R. W. B. Lewis

Richard Warrington Baldwin Lewis (November 1, 1917- June 13, 2002) was an American literary scholar and critic. He gained a wider reputation when he won a 1976 Pulitzer Prize for biography,[1] the first National Book Critics Circle Award for nonfiction, and a Bancroft Prize for his biography of Edith Wharton. The New York Times called the book "a beautifully wrought, rounded portrait of the whole woman, including the part of her that remained in shade during her life" and said that the "expansive, elegant biography ... can stand as literature, if nothing else."

He was the Neil Gray Professor of English and American Studies at Yale University, where he taught from 1959 until his retirement in 1988; from 1966 to 1972, he was master of Yale's Calhoun College. From 1954 to 1959 he taught at Rutgers–Newark. In 1988 Lewis received a Litt.D. from Bates College. A member of the American Academy of Arts & Sciences, Lewis received its Gold Medal for Biography in 2000.

Lewis is generally considered one of the founders of the academic field of American Studies, and was regarded as one of the finest Americanists of his generation. His interests ranged from criticism of American and European writers, to biography and even artistic criticism.
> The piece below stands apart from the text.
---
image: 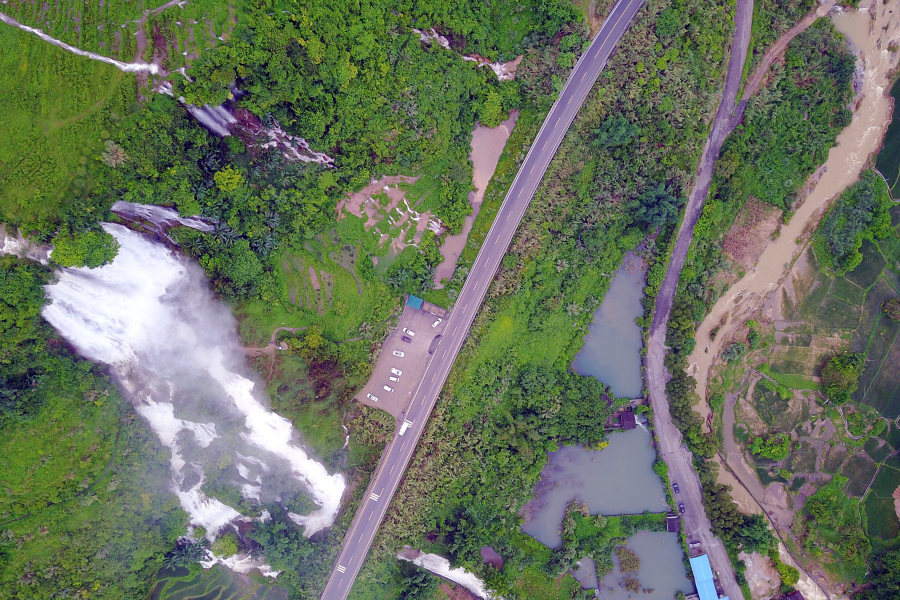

Lewis' career as critic involved him in the lives of many influential American and European thinkers and writers. Lewis received his doctoral degree from the University of Chicago, where he studied under Norman Maclean, author of A River Runs Through It and Other Stories. He and his wife and sometime co-author, Nancy, later became close friends with the Southern writer Robert Penn Warren.

Lewis' first major work, The American Adam: Innocence, Tragedy, and Tradition in the Nineteenth Century (1955), explored De Crèvecoeur's idea of the American as a "new man" - an innocent Adam in a bright new world dissociating himself from the historic past. Lewis portrayed this preoccupation as a pervasive, transforming ingredient of the American mind that shaped the consciousness of lesser thinkers as fully as it shaped the giants of the age.

The book traces the Adamic theme in the writings of Emerson, Thoreau, Hawthorne, Melville, Henry James, and others, and in an Epilogue, Lewis exposes its continuing spirit in the works of F. Scott Fitzgerald, William Faulkner, Ralph Ellison, J. D. Salinger, and Saul Bellow.

Lewis' father and maternal grandfather were Episcopalian priests. He graduated from Harvard College in 1939 and received an M.A. from the University of Chicago in 1941, only to volunteer for war service in 1942 before continuing his graduate studies. After returning from serving in the British-U.S. intelligence service known as "M.I. X" in Italy in World War II he pursued his fascination with world literature, already awakened by his Harvard teachers. Lewis developed a lifelong fascination and love for Italy after visiting as a child, and later serving in Tuscany during the war, including a harrowing stint behind enemy lines. He and his wife Nancy visited there regularly for much of their lives, and Lewis later wrote a book on the city of Florence.

While teaching at Yale, Lewis lived in a house in Bethany, Connecticut. He worked in an octagonally-shaped writing studio situated in a ravine about 30 feet from his house. A railed walkway connected the house to the studio, which was built by Nancy Lewis' brother-in-law, Isham McConnell, who studied under the American architect Frank Lloyd Wright. Lewis continued to write his books on a typewriter into his later years.

Bookshelves lined the walls of Lewis' office, with each section containing works from Lewis' various areas of research: the James' family, Edith Wharton, Dante and Italy, American literature, etc.

In 2006, the Yale College Writing Center was endowed with a directorship in Lewis' name.

"This position in Dick Lewis’ name will serve as a permanent tribute to a writer who made every subject he engaged in memorable and to a memorable teacher who made every student mindful of great writing,” said Yale President Richard C. Levin in a University press release.

Personal life

Lewis married Nancy Lindau in 1950. They had three children: Nathaniel (born 1960), who is also a literary historian at Saint Michael's College; Sophie (born 1965), a health expert with the government of Massachusetts; and Emma (born 1967), an environmental lawyer. Lewis also had a son by the Danish writer Elsa Gress; this is the historian David Gress.

Works written

Works edited

References

  1. Michael Anderson, "R. W. B. Lewis, Biographer and Critic, Is Dead at 84", The New York Times, June 15, 2002.